Anyway, you get a fridge, cable tv, hot water, although my one didn't work and by that time I was too pissed to worry about it, towels, soap, bottle of water, all in all not a bad deal.

268/3 Prajak Road,
Telephone; 042 460 756-9



Cable tv, towels, blankets and soap.



Proper toilet and bum sprayer.



My hot water shower heater that didn't work.

----------


## BobbyTits

You're a classy guy , I don't care what they  say about you.

----------


## andy55

is it 5 star? :Wink:

----------


## Spin

> I still don't understand the Thais


But you've been here 15 years or more :Smile: 



> as it was bloody freezing up there.


True, i was there on thursday and it was colder than a witches tit



> 250baht for the night


Cant knock it at that price, did you find any _entertainment_ around NK?

----------


## dirtydog

It did seem a bit of a crappy town, not some where where normal people would want to live, we hit some bars and all they had was drugs, not girls, foking first bar we went to the Thai guy brings over some grass wrapped up in a sheet of paper and told us it was free, it's like I really want grass left on the table when I am sitting on a street side table, I assume the police are probably a bit lax up there on that sort of thing.

----------


## madjbs

where did you say this bar was?  :Smile:

----------


## Spin

> I assume the police are probably a bit lax up there on that sort of thing.


Only if its them that's selling it :Roll Eyes (Sarcastic):

----------


## dirtydog

Well we only found two areas that had bars, 1 area had 4 bars and the other 3 bars, so Nong Khai isn't much on nightlife, although I assume that there were places that we missed, anyway My Bar is like a Bob Marley Rasta place, it advertises food but unfortunately they don't have anybody to cook it as their cook never came back to work after the new years holiday, next door is the Zone Beer, and across the road is The Sweet Rose which I think was some sort of Thai Karaoke bar, all in all they are all pretty crap.

----------


## MeMock

> brand new truck


You forgot to italicise the word 'truck'  :Smile:

----------


## dirtydog

Ahhh, I should mention that my friend with the brand new truck is not that nasty harry, don't want people jumping to nasty conclusions.

----------


## Reaper

> Well we only found two areas that had bars, 1 area had 4 bars and the other 3 bars, so Nong Khai isn't much on nightlife.



There are shit loads of bars up against the river!  :Smile:

----------


## Gallowspole

Although very close to my house I've never been to those bars you went to (one reason being the dope smoking): as Reaper states, all the bars, restaurants are on the river, both east and west (better selection) of Thasadet market.

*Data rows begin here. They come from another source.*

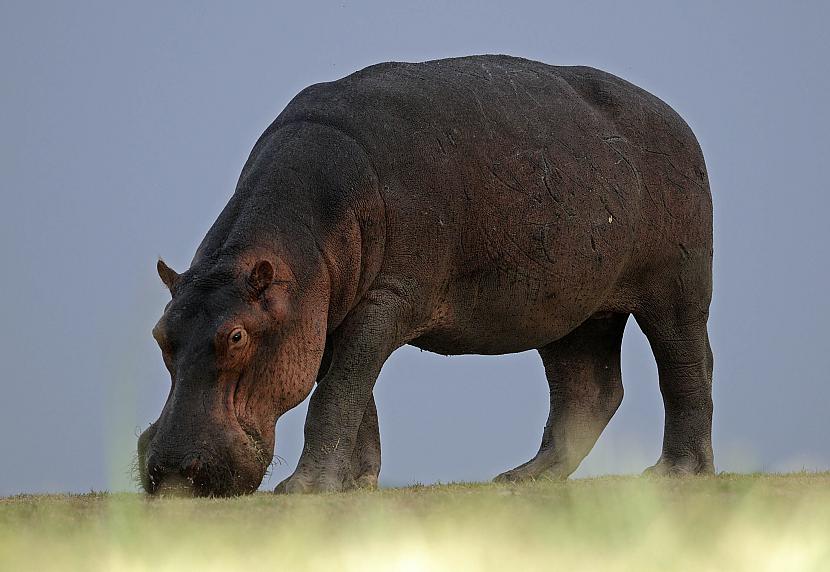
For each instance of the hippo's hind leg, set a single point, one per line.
(366, 456)
(676, 330)
(583, 371)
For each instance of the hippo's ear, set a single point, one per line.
(261, 277)
(167, 274)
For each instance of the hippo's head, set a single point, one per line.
(239, 355)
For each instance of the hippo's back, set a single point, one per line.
(559, 184)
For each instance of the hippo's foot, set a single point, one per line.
(534, 470)
(318, 480)
(681, 466)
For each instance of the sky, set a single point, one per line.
(123, 129)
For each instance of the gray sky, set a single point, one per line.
(123, 128)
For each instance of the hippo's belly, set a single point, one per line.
(526, 282)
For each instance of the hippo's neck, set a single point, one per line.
(308, 200)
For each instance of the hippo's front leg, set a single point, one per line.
(342, 446)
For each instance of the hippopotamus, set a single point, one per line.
(473, 205)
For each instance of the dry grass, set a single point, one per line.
(729, 522)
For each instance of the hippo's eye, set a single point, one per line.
(237, 336)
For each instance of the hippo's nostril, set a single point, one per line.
(191, 469)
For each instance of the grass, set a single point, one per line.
(729, 522)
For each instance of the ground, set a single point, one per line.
(728, 522)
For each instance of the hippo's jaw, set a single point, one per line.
(228, 465)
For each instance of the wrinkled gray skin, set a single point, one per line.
(480, 205)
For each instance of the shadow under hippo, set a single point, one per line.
(475, 205)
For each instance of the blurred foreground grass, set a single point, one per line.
(729, 522)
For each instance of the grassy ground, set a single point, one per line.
(730, 522)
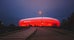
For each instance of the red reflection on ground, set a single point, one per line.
(39, 21)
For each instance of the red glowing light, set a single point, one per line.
(39, 21)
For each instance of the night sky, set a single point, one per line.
(11, 11)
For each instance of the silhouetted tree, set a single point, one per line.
(69, 23)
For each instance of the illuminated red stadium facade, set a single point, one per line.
(39, 21)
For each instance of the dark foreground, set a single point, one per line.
(40, 33)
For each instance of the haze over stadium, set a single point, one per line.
(14, 10)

When I first came to Nong Khai I stayed for a couple of months at the Munkong  Apts. Whilst the rate seemed cheap they really stung me for electricity charges: a couple of thousand baht the first month!! I started recording my usage and even found that after EVERYTHING in my room was switched off, my meter was still going round and round. Cheating cnuts. Moved out after that.

----------


## dirtydog

I have to admit I forgot about the river being the main area for night time bars and restaurants, we got there quite late at night plus it was raining, so off road parking and hotel or guesthouse was first on the list of things to find, then we had a quick drive around looking for some food and came across the 2 areas.

----------


## Gallowspole

Thais that I know who like a smoke go out into the countryside to indulge, they're scared of the BiB.

----------


## dirtydog

I was just annoyed the **** stuck it on my table, it's like I don't want my finger prints on that shite, so it's like just sitting there and I am asking him to move his shite, personally i don't give a toss whether they legalise all drugs or not, making them illegal hasn't worked in any country yet so seems a waste of time, just didn't want his drugs on my table, doubt if the police would have turned up at that exact moment, but it wouldn't look so good if your sitting there drinking beer with a load of grass on the table and they turned up, your gonna be pretty foked.

----------


## Gallowspole

agreed

----------


## buycondojomtien

Hi,

Can you show exactly where is this apartment on a map ?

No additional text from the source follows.